United's most decorated player Ryan Giggs believes those that don the club's red shirt have a duty to history to try and entertain.
The Old Trafford club's past is shaped by sides that played attractive football, with legendary manager Sir Matt Busby the man who first honed a desire to entertain the paying public.
And it is a mantra embraced by current boss Sir Alex Ferguson, whose own sides have always echoed those of United's past.
Speaking of the 23 people who perished in the Munich air disaster on 6th February, 1958, Giggs expressed a desire to keep their legacy alive.
"If you are representing Manchester United, you have to play in the right manner, excite supporters and wherever you go, get people off their seats," said Giggs.
"That has got to go on because that is one of the things that sets this club apart. You never stand still. It always goes forward.
"There's Juventus and Barcelona but Manchester United always seemed to have that much more support and seem that much more special.
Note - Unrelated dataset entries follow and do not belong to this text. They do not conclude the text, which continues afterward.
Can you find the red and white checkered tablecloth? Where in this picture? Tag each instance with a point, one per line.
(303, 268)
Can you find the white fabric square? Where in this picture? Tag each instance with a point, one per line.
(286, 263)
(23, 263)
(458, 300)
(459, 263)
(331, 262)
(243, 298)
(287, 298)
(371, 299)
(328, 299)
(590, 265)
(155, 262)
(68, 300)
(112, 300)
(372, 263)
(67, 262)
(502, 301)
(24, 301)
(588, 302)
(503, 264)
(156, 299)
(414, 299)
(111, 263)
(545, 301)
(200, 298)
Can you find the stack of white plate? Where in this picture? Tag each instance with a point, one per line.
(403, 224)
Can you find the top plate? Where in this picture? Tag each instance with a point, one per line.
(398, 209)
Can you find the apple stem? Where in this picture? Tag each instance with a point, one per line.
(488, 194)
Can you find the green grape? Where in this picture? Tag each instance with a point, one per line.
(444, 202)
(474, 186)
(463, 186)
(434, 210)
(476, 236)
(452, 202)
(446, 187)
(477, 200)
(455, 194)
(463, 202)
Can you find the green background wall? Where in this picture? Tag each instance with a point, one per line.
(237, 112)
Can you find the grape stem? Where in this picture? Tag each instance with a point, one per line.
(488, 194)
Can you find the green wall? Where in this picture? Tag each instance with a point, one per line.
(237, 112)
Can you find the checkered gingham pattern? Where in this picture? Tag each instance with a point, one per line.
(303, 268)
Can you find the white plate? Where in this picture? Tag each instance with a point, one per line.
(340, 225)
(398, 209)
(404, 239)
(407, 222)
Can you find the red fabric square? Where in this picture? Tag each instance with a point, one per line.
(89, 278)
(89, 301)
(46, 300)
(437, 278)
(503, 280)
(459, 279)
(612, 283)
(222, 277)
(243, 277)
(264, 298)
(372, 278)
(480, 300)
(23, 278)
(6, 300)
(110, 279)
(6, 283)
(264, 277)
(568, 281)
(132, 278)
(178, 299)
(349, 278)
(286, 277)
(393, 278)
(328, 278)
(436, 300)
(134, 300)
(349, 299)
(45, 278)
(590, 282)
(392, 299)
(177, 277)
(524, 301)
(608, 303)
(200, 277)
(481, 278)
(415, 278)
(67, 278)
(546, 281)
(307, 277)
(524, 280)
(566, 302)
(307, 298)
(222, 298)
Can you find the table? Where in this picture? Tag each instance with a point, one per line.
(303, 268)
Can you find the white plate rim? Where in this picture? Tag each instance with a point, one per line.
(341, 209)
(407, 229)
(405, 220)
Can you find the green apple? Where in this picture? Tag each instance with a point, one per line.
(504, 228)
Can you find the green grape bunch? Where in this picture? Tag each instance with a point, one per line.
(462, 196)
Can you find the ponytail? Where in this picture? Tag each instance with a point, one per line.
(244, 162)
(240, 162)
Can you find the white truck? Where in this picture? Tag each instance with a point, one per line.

"Of course, that is down to history and what Sir Matt did."
Giggs, along with a number of United players in their early years, were often compared to the Busby Babes.
David Beckham, Paul Scholes, Nicky Butt and the Nevilles, Gary and Phil, all progressed from the successful 1992 youth team to play their part in a trophy laden period for the club and Giggs acknowledges the link.
Giggs added: "There's a link because a group of players came through at the same time and all got into the first team at such a young age.
"The Busby Babes won the FA Youth Cup five times on the trot which in this day and age is unbelievable.
"But there are so many things that are relevant to us today. While our generation won it just once a number of players went on to play not only for United but for our countries as well."
Welsh winger Giggs came through the ranks at Old Trafford and has always been aware of what went before him, ever since Sir Matt Busby and Sir Bobby Charlton used to watch him as a child.
Giggs added: "Sir Bobby saw me at The Cliff (United's old training ground) when I was 14. He also watched David Beckham and Paul Scholes.
"When I played in a tournament in Switzerland, Sir Matt travelled out to watch it. You could see the love and affection for him.
"That has an effect on you because these are great people.
"They are legends who don't have to do that sort of thing but they enjoy it.
"They want to do it and that's been ingrained in them from a young age, probably since Sir Bobby was 14.
"Fans also want to see young players coming through and do well which we do on a regular basis at this club."